Günther Smend joined the army as an officer cadet in 1932, and was deployed along with his unit, Infantry Regiment No. 18, in France and on the Eastern Front after the outbreak of the Second World War. In December 1942, Smend was ordered to the General Staff, and as of June 1943 he was adjutant to Army Chief of the General Staff, Colonel General Kurt Zeitzler. He was a lieutenant colonel on the General Staff, winner of the Iron Cross, first and second classes. He was awarded the German Cross in gold on 22 November 1941.

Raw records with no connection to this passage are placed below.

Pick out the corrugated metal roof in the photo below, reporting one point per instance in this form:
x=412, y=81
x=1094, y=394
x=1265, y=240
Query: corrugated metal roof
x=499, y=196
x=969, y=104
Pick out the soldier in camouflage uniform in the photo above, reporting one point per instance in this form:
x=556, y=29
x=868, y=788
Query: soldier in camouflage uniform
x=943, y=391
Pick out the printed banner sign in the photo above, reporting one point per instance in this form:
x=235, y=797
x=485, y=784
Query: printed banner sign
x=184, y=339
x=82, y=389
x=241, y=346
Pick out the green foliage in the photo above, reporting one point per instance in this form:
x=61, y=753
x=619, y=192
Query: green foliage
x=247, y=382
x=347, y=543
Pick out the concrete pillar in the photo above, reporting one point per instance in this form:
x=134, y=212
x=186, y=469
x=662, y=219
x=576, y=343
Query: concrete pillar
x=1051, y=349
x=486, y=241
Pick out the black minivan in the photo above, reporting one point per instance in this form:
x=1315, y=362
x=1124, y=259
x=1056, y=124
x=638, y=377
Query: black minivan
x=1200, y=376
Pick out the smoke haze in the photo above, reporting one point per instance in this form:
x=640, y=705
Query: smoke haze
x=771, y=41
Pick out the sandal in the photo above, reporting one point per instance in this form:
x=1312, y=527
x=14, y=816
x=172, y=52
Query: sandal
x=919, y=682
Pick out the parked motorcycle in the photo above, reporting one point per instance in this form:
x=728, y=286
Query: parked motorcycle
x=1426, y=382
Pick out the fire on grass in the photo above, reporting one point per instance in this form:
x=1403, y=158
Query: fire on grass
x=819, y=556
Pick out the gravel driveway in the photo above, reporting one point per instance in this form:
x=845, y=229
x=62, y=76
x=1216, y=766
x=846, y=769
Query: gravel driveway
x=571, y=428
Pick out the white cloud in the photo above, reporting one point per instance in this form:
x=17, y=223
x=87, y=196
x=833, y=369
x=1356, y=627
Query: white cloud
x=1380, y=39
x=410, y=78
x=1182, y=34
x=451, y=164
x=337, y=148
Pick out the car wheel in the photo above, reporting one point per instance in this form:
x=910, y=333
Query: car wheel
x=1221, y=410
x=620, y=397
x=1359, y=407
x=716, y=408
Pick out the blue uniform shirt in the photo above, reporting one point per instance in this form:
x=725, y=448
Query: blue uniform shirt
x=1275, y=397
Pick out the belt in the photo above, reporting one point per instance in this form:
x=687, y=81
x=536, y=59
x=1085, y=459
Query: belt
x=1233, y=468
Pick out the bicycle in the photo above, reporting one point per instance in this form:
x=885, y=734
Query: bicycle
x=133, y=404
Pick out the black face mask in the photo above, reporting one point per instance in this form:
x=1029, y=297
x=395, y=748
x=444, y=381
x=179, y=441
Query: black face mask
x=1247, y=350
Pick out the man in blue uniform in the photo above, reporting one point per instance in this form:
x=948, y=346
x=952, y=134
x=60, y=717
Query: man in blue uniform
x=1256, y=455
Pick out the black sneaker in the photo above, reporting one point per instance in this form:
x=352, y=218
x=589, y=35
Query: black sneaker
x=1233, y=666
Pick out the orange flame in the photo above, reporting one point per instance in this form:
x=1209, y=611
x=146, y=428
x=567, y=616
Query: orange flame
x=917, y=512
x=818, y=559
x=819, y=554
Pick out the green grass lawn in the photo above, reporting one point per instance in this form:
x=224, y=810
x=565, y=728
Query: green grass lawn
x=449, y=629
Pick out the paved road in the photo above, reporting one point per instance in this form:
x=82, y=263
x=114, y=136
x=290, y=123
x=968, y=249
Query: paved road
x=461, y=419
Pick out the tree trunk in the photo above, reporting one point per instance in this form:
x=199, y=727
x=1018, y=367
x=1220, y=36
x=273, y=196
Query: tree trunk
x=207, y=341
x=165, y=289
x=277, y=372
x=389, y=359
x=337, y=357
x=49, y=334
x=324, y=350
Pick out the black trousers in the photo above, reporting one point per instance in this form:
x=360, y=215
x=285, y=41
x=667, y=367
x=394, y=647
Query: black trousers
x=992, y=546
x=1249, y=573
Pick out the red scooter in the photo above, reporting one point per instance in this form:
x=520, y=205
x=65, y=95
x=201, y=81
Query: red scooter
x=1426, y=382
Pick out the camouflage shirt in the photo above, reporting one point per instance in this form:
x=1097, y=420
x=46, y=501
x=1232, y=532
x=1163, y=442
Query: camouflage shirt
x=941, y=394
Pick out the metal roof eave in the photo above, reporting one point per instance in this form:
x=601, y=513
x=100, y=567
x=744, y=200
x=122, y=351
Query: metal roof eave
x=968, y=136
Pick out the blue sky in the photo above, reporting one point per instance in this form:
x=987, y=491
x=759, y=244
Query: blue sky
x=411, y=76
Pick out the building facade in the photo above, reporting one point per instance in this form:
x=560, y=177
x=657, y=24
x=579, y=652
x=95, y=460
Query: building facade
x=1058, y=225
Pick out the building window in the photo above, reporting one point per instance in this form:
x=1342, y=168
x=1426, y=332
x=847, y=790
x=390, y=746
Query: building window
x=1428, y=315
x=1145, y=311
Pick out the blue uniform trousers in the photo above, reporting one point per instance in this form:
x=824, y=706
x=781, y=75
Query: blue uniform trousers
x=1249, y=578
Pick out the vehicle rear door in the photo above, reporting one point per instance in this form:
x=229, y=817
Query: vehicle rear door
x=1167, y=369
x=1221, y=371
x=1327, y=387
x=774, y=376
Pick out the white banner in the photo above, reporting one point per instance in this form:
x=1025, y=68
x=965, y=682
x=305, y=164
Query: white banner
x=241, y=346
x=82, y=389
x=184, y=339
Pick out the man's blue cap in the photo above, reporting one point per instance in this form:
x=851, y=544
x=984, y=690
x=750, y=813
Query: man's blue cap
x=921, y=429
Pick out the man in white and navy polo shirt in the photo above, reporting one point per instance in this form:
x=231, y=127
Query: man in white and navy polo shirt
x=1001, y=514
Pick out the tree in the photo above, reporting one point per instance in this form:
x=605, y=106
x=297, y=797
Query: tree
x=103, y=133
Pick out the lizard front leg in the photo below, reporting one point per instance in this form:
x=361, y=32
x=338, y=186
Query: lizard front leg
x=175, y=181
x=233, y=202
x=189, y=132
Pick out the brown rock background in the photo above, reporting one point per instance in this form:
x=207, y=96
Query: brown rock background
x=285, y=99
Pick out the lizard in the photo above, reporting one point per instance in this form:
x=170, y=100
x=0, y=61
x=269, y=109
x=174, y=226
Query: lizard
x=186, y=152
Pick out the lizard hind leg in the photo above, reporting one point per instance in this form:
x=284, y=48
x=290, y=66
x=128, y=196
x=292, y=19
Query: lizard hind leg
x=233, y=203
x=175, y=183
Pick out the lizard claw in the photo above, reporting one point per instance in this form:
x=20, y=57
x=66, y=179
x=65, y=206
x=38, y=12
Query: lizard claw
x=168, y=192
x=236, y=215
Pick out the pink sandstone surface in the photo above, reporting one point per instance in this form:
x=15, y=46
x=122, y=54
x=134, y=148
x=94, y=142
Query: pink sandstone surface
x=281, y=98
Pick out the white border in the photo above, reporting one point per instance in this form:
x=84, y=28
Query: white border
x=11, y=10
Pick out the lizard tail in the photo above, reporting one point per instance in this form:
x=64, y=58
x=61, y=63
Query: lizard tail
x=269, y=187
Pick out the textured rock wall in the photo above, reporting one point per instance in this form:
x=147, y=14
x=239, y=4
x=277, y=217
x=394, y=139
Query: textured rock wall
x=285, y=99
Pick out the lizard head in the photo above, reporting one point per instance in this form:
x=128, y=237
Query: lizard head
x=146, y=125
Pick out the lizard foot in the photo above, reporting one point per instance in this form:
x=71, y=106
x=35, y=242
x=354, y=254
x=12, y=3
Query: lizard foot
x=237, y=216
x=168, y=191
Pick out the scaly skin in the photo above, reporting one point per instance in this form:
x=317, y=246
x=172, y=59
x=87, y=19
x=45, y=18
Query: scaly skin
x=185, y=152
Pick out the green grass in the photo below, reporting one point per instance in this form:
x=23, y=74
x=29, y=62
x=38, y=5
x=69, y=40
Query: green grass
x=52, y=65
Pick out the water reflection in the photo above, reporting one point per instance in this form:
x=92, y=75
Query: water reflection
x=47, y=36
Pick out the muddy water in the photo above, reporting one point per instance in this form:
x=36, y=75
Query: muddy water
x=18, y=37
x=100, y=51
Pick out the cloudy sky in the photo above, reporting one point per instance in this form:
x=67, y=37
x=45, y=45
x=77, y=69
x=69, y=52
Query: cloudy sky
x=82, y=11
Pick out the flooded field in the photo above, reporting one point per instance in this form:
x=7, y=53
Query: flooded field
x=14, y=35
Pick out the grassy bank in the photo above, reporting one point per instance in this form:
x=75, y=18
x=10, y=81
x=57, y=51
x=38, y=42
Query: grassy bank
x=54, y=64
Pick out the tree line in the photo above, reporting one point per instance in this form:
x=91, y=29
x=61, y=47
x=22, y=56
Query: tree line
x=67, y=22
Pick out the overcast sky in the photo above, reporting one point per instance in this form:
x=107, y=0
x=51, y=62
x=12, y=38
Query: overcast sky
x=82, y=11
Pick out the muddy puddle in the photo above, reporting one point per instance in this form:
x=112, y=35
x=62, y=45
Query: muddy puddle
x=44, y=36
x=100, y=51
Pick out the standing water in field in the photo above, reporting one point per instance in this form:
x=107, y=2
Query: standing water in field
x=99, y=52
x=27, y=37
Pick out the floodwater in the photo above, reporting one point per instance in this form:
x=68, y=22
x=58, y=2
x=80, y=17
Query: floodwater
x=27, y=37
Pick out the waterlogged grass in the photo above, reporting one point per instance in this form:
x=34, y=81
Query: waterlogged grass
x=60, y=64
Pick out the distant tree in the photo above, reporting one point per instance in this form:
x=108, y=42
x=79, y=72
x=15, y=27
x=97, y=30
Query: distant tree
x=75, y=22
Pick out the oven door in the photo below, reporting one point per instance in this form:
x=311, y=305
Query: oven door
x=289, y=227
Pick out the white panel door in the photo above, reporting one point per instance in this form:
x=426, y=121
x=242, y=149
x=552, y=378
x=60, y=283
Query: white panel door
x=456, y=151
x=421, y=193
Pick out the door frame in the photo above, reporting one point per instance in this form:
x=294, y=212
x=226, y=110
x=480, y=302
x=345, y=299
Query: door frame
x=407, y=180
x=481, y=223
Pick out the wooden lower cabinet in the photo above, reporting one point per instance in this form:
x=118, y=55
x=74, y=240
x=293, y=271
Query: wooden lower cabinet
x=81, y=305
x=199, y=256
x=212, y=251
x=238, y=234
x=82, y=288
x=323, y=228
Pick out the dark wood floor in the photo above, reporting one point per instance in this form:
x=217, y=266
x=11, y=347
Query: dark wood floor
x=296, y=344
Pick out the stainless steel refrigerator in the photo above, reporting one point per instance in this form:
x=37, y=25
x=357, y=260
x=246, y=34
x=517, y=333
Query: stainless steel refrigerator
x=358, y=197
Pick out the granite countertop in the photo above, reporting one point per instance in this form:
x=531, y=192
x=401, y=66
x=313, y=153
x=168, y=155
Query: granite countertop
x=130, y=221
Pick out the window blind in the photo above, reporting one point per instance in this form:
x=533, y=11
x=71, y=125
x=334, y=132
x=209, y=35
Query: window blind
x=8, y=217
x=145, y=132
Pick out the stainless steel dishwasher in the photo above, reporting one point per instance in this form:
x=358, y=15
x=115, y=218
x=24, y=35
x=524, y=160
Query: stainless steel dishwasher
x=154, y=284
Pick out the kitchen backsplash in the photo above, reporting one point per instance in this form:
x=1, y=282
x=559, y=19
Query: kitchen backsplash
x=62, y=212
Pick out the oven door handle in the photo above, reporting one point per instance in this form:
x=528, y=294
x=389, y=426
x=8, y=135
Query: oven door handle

Smend began to work together with the military opposition against Hitler. He shared the plotters' worry that the war would lead to defeat owing to Hitler's incompetence. He tried to get his superior Zeitzler to participate in the plot, but to no avail. After the attempt to assassinate Hitler with a briefcase bomb at the Wolf's Lair in East Prussia on 20 July 1944 failed, Günther Smend was arrested on 1 August 1944 as a consequence of his failed attempt at winning Zeitzler's support. On 30 August 1944 he was sentenced to death by the Volksgerichtshof, with Roland Freisler presiding, as an accessory, and on 8 September 1944 he was hanged at Plötzensee Prison in Berlin.
In March 1939, he wed Renate von Cossel, whom he had met at a ball before the war. They had three children, despite long separations due to wartime service: Henriette, Rudolf and Axel.